My Antonia – pronounced "Anton-ee-a" is a "Little House on the Prairie for adults" classic that I would not have thought to read unless required to do so for a book group. Published in 1918, this "early modern" novel forms a bridge between the old and the new. It has all the flowing style and precision of a C19 work – reminded me of Thomas Hardy – yet is pared of any unnecessary verbiage to give a vivid impression of the striking landscape of Nebraska in the late C19 when it was developed largely by immigrants from Germany and Scandinavia.
We see the vast expanses of red prairie grass, "running" in the wind and the sunflowers following the bends of the country roads, perhaps where the Mormons scattered seeds as they travelled west to Salt Lake City. Based on her own childhood memories, Willa Cather has the successful lawyer Jim Burden recall his childhood, dominated by his friendship with the vivacious Antonia, daughter of a family of penniless Czech immigrants, forced by hardship and duty to give up any thought of education which would enable her to escape from a life of toil on the land. I feared the tale would be admirable but dull. In fact, it is brought to life by the varied cast of believable characters and the string of surprisingly entertaining anecdotes – the killing of a rattlesnake, dubious escapes from wild wolves, and so on.

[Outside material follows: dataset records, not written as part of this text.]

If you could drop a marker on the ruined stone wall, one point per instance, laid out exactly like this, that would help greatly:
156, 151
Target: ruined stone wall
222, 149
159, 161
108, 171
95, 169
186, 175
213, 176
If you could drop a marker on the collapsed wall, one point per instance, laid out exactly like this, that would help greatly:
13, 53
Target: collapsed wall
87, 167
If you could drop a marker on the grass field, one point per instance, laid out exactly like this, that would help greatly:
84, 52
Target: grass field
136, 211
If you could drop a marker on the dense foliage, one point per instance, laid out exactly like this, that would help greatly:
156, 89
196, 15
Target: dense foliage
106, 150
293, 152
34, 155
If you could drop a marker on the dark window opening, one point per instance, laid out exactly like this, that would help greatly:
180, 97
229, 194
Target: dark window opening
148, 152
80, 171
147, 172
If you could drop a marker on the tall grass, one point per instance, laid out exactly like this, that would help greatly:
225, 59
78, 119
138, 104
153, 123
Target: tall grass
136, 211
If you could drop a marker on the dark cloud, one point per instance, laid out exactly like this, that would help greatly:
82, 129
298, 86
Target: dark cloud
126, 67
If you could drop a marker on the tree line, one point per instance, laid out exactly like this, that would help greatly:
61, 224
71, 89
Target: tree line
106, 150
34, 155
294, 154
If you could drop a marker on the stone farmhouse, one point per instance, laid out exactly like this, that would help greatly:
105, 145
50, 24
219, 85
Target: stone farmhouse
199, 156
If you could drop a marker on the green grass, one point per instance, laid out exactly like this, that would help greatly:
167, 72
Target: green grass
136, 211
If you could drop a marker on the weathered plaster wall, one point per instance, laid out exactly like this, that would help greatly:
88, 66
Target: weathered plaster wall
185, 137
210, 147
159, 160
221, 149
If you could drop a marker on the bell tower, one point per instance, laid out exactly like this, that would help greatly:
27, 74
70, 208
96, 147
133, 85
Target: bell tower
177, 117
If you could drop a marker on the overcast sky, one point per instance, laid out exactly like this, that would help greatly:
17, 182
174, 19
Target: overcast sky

The storyline is fragmented in structure and lacks a strong plot – yet it seems the author was deliberately experimenting with the structure. The long first "book" focused on prairie life is probably the best. The middle sections ramble through Jim's adolescence and college education. For a while we lose sight of Antonia altogether, but in the final part, the middle-aged Jim meets up with her – now a mature "matriarch" with a brood of children, still living on the land to which she has become too attached ever to think of leaving. The book questions the nature of success: despite his fine career, Jim is childless, and the people he met in his rural childhood have more "reality" for him than what he learns in his academic studies. A major point of the book seems to be that "the best days" of his life prove to be the earliest ones that he cannot recapture.
When describing his eleven-year-old self, Jim appears to be an unusually perceptive child, often slipping more into the voice of an educated mature woman – the author herself?! Although based on a real person, you may feel that Antonia is somewhat idealised as in part a creation of Jim's nostalgia. I sensed a touch of unconscious racism in the description of the blind negro pianist. You could say the ending is a little romanticised, although there is the subtle indication that Antonia's husband is a malleable man who fathers her children and allows her to live out her rural dream.
Although it is slow-paced, and the plot is fairly slight, I would definitely recommend this novel. If your version has an introduction, save it until afterwards, so as not to prejudice your reading of this evocative tale.